Silent Rider



---
Tak ada yang tahu profesi sampinganku. Terlihat biasa dan terkesan ramah itu yang selalu tampak pada diri yang berusia 23 tahun ini.
Setiap yang kutemui adalah teman. Pedagang, tukang sapu, guru, petani, pokoknya siapa saja yang ada di setiap tempat yang kudatangi.
"Hai! Maaf menunggu lama," sapa As, cowok yang baru kukenal seminggu setelah dua bulan chatting via sosmed.
"Gak apa."
Kami ngobrol-ngobrol di sebuah outdoor kafe. Sambil sesekali menanyai perihal tunggangan yang ia bawa. Aku mau tahu persis tentang itu.
As berbaik hati menjelaskan semuanya. Aku beruntung mengenal dia.
"Oh tidak! Aku lupa sesuatu. Aku harus transfer sejumlah uang ke mama."
"Sekarang? Ayo aku antar." As menawarkan.
"Nggak usah. Aku sendiri aja. Nggak akan lama. Boleh pinjam motormu?"
Sejenak As ragu sebelum kemudian menjawab ya. Kutinggalkan dompet dan handpone di atas meja agar dia percaya.
"Mana STNK?"
"Kamu nggak bawa dompet?"
"Sini aja. Tunggu ya."
Aku bergegas menemui boss. Dia akan senang dengan hasil temuanku saat ini. Tak sia-sia meninggalkan dompet kosong dan HP bobrok.
I am Saphira. And I am a Silent Rider.
***
Perjalanan menuju markas lancar sebelum ada seseorang yang mengejarku. Kulirik spion, lajunya cepat dengan helm fullface.
Aku hampir terkejar. Sedikit panik, motor bermanuver di jalan raya. Karena tak ingin ditilang, aku masuk ke sebuah jalan yang lebih sepi. Sementara orang yang mengejar tak lagi tampak.
Ccriiitttttt!
Kampas mencengkeram piringan cakram. Dua motor matic lebay memblokade jalan.
"Sial!" umpatku.
Saat hendak putar balik, si pengejar tampak sudah berada di sana. Dia membuka helm. Tampak rambut lurus klimismya dengan poni a la Cleopatra.
"Sudah kuduga kau akan lewat sini, Bitch!" ledeknya.
Bisa kulihat paha mulus dari badan gemuk setinggi kira-kira 150an centimeter. Hotpants yang dikenakan tak mungkin lebih murah dari Zara.
Gadis itu mendekat. Aku berniat melarikan diri saat tiba-tiba boots-nya mendarat di dadaku.
"Jangan lari, Pengecut!"
Buk! Satu jotosan mendarat di wajahku. Pasti dia tidak tahu berapa biaya facialku setiap minggu. Tidak menghargai.
Wajahnya mendekat. Aku yakin gadis itu memakai lip tint yang mungkin buatan Korea. Mata lebarnya palsu. Dia pasti memakai skot untuk mengakalinya.

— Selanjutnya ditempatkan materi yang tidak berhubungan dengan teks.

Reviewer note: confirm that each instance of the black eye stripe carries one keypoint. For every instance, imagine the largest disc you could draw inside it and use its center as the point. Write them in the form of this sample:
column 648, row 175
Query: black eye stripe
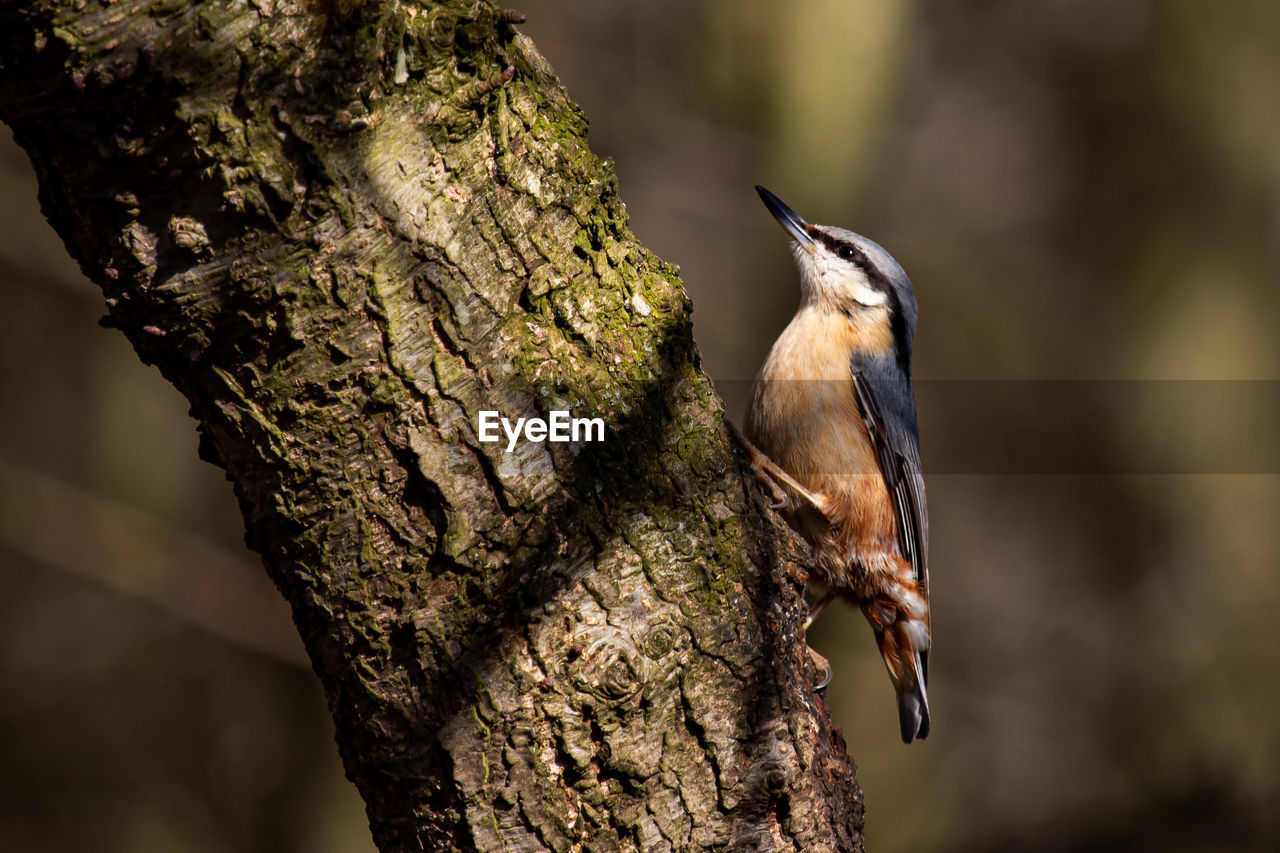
column 848, row 251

Aku berpikir, berapa lama gadis sok jagoan itu belajar make up. Lebih lanjut, berapa botol make up remover yang dibutuhkan setiap bulan.
"Bitch, you're done!" Gadis itu menggeleng manja.
"Kamu berurusan dengan orang yang salah. Girls," panggilnya pada kedua gadis lebay.
Mereka mendekat, menghajarku. Sia-sia melawan, karena mereka sepertinya terlatih. Setelah puas membuatku babak belur, ketiga gadis lebay itu mengikat kedua tanganku.
"Halo. Papa. Iya, datanglah secepatnya." Samar-samar kudengar dia bicara di telepon.
Tak lama polisi datang. Gadis itu menghambur ke salah satu anggota polisi yang dipanggil komandan. Jijik melihatnya memeluk lelaki tua. Walau kuakui dia pengendara yang seksi.
"Zahra, papa sudah bilang ini bahaya, Nak."
"Aku tak bisa diam jika korbannya adalah orang yang kucinta, Pa."
Anggota polisi lain memborgol dan menaikkanku ke mobil patroli. Seseorang datang, As.
"Beb, aku ada urusan denganmu. Kita harus bicara."
Kulihat cewek bernama Zahra marah pada As. Tak bisa kusimak apa yang terjadi lagi saat mobil patroli berjalan membawaku, si tersangka.